Vous avez à la carte des plats « signature ». Pouvez-vous nous parler de la genèse des grosses Langoustines léchées par la braise de Romarin, cappuccino à l’encre de seiche ?
Je crois que c’est le plat le plus bête que j’ai peut-être réalisé et qui, pourtant, est un indémodable à la carte depuis une quinzaine d’années. Un client était venu le midi au restaurant et avait mangé des langoustines. Le soir, il est revenu en me disant qu’il avait encore envie de dîner des langoustines dans une autre préparation. Je me suis retrouvé au pied du mur en plein service et, comme nous avions travaillé le romarin pour une recette, on est partis sur les langoustines à la braise de romarin. On a réalisé cela en direct devant le client et, depuis, on n’a jamais retouché à ce plat. J’ai une cuisine qui est très instinctive et cette recette me ressemble bien.
Votre cuisine, c’est à l’instinct ?
L’idée de départ est assez instinctive en effet. Ensuite, bien entendu, on la travaille. Le plat aboutit ou n’aboutit pas. On peut partir sur un poisson et puis, en défintive, finir sur une viande. On peut avoir en tête une association de saveurs, de produits qui, au final, donnera une patisserie… Rien n’est figé ! Je suis dans l’instinctif quand un client que je connais bien et qui est déjà venu déjeuner une ou deux fois dans la semaine me demande sur le pouce de modifier le menu dégustation, mais cela reste quand même assez rare. Aujourd’hui, le plat doit être réfléchi car je n’ai tout simplement pas le droit à la faute avec deux étoiles au Michelin.
Votre première vraie émotion culinaire, vous vous en souvenez ?
Parfaitement ! J’avais une vingtaine d’années et mon père m’avait emmené faire un périple gatronomique. On s’est arrété à l’ancienne adresse de Michelle Brun et j’ai encore un souvenir ému de la cuisson de sa cuisse de lapin et du goût du tourteau dans son entrée. J’en ai presque encore le goût dans les papilles.

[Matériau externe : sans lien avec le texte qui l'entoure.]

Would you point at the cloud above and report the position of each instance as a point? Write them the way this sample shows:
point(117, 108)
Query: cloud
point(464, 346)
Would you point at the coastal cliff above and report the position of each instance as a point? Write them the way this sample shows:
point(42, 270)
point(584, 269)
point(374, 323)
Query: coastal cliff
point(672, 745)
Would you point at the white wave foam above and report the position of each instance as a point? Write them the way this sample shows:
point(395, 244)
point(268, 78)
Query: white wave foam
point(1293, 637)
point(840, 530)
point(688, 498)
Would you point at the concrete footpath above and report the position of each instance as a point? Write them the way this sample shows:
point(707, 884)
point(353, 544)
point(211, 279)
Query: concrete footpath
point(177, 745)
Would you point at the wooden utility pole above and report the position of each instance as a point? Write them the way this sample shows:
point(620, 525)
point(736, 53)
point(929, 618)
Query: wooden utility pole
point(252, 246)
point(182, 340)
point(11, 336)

Je crois que c’est ce moment qui m’a ouvert la voix sur les goûts, les saveurs…
C’est ça la grande cuisine, l’émotion ?
Cela passe sans aucun doute par l’émotion. Je vais vous dire, j’ai beau être en normandie, je ne trouvais pas la crème telle que je la souhaitais, celle de mon enfance. Un jour, un fournisseur arrive pendant le service du midi avec des échantillons. Ce n’était pas le bon moment et je lui ai demandé de me laisser la crème que j’ai mise au frigo. Vers 15 heures, après le service, je suis allé la chercher pour la remonter de la chambre froide, je l’ai goûtée et, franchement, j’ai eu une larme à l’oeil tant c’était ce goût de mon enfance que je recherchais depuis si longtemps. Je crois que c’est en définitive ce que l’on recherche tous, cette madeleine de Proust gustative.
Pensez-vous que face aux géants de l’agroalimentaire, à la production et à la consommation de masse, il soit possible de revenir à un mode de consommation plus en phase avec le respect de la nature ?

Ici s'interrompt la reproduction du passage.